La Gazette de la grande ile

Détentions arbitraires : Les sanctions attendues

Publié le 21 octobre 2021

Les abus se multiplient au niveau de nos juridictions. Depuis maintenant un peu moins de quatre mois, de plus en plus de justiciables et de professionnels du monde judiciaire malgache crient au scandale. Pour  cause, la détention arbitraire des détenus est tout simplement devenue la règle au niveau de nos administrations pénitentiaires. Des détenus ayant bénéficié d’une décision de mise en liberté, d’acquittement au bénéfice du doute et même d’acquittement pur et simple sont bizarrement maintenus pendant quelques jours en prison. De tels agissements de nos autorités judiciaires sont tout simplement contraires aux textes régissant la détention à Madagascar.

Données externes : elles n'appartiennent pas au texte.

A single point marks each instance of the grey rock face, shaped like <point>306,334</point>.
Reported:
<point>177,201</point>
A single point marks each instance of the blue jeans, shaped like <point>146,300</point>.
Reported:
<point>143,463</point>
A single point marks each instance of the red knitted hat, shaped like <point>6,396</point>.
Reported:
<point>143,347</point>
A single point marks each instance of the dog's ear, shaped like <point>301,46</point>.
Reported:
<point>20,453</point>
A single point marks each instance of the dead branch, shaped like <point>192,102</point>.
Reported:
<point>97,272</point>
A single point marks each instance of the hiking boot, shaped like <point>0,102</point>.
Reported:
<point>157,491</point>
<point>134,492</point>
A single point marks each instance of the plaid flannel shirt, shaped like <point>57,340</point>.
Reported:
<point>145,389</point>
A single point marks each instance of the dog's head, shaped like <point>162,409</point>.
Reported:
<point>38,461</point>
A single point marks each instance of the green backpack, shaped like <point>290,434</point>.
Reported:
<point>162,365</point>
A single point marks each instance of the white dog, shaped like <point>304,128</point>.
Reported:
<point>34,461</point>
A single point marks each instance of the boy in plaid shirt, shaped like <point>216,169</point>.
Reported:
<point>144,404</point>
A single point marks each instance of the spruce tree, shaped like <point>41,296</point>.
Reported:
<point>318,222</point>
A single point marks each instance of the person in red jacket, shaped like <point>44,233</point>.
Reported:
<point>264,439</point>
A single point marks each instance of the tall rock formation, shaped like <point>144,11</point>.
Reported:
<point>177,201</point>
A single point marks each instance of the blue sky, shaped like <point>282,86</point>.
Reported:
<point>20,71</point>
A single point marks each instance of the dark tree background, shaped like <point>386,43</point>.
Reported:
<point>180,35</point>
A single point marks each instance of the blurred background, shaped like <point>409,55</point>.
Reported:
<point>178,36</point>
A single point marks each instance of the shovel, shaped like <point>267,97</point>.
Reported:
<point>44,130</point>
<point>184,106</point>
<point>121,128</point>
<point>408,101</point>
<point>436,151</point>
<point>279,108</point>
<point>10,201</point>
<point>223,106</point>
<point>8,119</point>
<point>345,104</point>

La procédure pénale malgache étant claire à ce sujet, les détenus ayant bénéficié de ces décisions doivent être relâchés le jour même de la décision sauf cas de détention pour autre cause. D’autant plus que ces textes sont d’interprétation stricte et ne peuvent pas faire l’objet de quelconque interprétation.

Ainsi, de plus en plus de détenus ainsi que leurs familles se plaignent de cette situation. Ces derniers attendent une journée entière, voire plus, après le prononcement de la décision de libération avant d’être effectivement relâchés. Des agents de l’administration pénitentiaire, des chefs d’établissements, des magistrats ainsi que des greffiers se renvoyent ainsi la responsabilité pour expliquer le retard de la libération de ces détenus. Au niveau de la maison centrale d’Antanimora, cette situation est même devenue favorable au phénomène de la corruption. D’après des témoignages de certaines victimes, des agents de l’administration pénitentiaire demandent des pots-de-vin en échange d’une libération immédiate du détenu.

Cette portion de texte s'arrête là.